MSP Angus Robertson, the SNP’s constitution secretary in charge of promoting the new paper, led the party at Westminster at the time and played a key role in the referendum. The paper frames the UK as a kind of mini-EU of independent countries in a ‘voluntary union’ but with sovereignty perversely sitting at the UK level. Pretending that the UK is not a country used to be the preserve of crackpot online nationalists but is seemingly now de rigueur for civil servants at St Andrew’s House.

The paper offers no new significant policy changes, but there are one or two interesting revelations. On currency, the position of informally using sterling before switching to a new Scottish currency remains. Sterling will still be in use ‘at the point of application’ to the EU, but then: ‘The process of establishing a Scottish pound would be closely aligned with the process of re-joining the EU.’

This appears, for the first time, to be a concession that sterlingsation and EU membership are incompatible. The SNP were previously reluctant to accept this. It is also a concession that campaigning for independence means campaigning for a Scottish economy that will have to transition across four separate currency arrangements in coming years (inside the sterling zone as now, then sterlingisation, then a new Scottish currency, then ultimately the euro). That’s a lot of uncertainty for Scottish businesses.

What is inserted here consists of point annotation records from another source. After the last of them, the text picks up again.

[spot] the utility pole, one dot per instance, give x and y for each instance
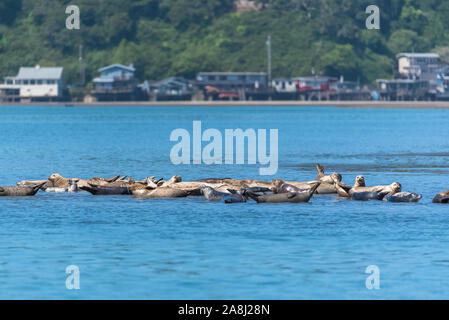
(81, 64)
(269, 60)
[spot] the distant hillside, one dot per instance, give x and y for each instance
(180, 37)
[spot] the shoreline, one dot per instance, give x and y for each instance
(335, 104)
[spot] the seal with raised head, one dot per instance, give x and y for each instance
(106, 191)
(160, 193)
(442, 197)
(71, 189)
(404, 197)
(391, 190)
(289, 197)
(280, 186)
(20, 191)
(344, 190)
(210, 194)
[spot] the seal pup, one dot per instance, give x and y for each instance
(71, 189)
(289, 197)
(280, 186)
(344, 190)
(20, 191)
(210, 194)
(236, 197)
(241, 196)
(27, 183)
(360, 186)
(322, 177)
(442, 197)
(367, 196)
(391, 190)
(404, 197)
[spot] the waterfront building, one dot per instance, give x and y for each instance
(34, 84)
(115, 83)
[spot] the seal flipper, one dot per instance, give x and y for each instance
(314, 188)
(37, 187)
(320, 171)
(291, 195)
(252, 195)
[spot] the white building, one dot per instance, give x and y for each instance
(285, 85)
(412, 65)
(34, 84)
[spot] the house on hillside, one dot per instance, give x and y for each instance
(414, 65)
(245, 5)
(174, 88)
(115, 83)
(34, 84)
(233, 85)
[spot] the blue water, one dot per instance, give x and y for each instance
(191, 249)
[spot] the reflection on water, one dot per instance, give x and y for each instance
(187, 248)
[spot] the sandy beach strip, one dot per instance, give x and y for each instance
(336, 104)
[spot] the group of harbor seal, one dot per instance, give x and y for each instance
(222, 189)
(442, 197)
(20, 191)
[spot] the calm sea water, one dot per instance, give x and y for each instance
(191, 249)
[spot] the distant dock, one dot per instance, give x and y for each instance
(337, 104)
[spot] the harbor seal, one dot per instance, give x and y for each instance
(71, 189)
(322, 177)
(160, 193)
(210, 194)
(106, 191)
(289, 197)
(280, 186)
(404, 197)
(367, 195)
(20, 191)
(442, 197)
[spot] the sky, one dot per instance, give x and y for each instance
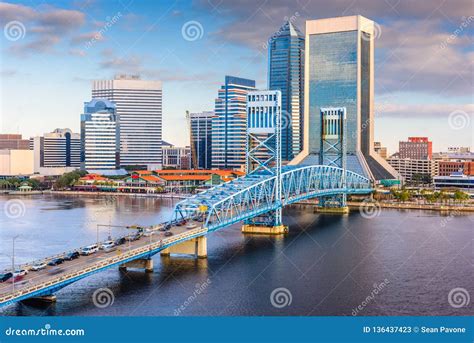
(50, 51)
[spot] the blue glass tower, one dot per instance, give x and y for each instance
(286, 74)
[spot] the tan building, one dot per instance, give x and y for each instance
(16, 162)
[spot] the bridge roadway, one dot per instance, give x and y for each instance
(53, 278)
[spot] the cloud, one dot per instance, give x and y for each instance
(413, 53)
(45, 27)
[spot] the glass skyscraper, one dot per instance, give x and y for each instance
(229, 123)
(339, 72)
(286, 73)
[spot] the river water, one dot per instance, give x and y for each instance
(398, 262)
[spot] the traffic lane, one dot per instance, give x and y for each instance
(34, 277)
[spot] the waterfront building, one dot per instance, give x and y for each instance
(58, 149)
(417, 148)
(139, 112)
(200, 130)
(100, 136)
(13, 141)
(175, 157)
(16, 162)
(379, 149)
(286, 74)
(229, 123)
(413, 170)
(339, 72)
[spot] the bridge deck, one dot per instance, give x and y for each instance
(37, 283)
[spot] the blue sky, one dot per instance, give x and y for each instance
(423, 58)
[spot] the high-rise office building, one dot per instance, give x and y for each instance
(13, 141)
(200, 127)
(139, 113)
(58, 149)
(100, 136)
(339, 72)
(229, 123)
(417, 148)
(286, 74)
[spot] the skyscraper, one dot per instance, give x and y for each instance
(139, 113)
(100, 136)
(58, 149)
(286, 73)
(339, 72)
(200, 127)
(229, 123)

The language around the border with England is also interesting. When asked about the Anglo-Scottish border, the Sturgeon administration generally refused to engage with the reality of it, conceding only a ‘want’ for free trade arrangements.

The new paper concedes there will be border arrangements but downplays their reality and fails to engage with their economic impact on the Scottish economy. The most pertinent academic work on the trade-related economic impact of independence was carried out by LSE academics in 2021. They found that secession would be two to three times more damaging to Scotland’s economy than Brexit, even with Scotland joining the EU. Notably, this research is not referenced in the paper, despite the SNP using research from the same group of academics when making the case against Brexit.

Ironically, the trade arguments made by the SNP mirror those of the most committed Brexiteers in the build-up to the EU referendum. Parts of the paper are reminiscent of speeches made by the likes of David Davis in the summer of 2016. ‘Never mind Little Englander, being stuck in Fortress Europe ignoring the exciting economies in the rest of the world is being a Little European. A myopic, introspective and troubled Little European,’ he said in a speech in May of that year.

The SNP’s paper is a Little Scotlander attempt to pretend the Nationalists want to reach out to Europe, when in fact their one and only aim is to cut the island of Britain into two separate states. But at least the party finally accepts it is campaigning to establish a hard border on this island for the first time in hundreds of years. That at least is a little more reality than what we’ve been used to.

‘A vote for SNP is a vote for border checks at Gretna’ is probably not a great vote winner. The dream, it seems, is now on life support.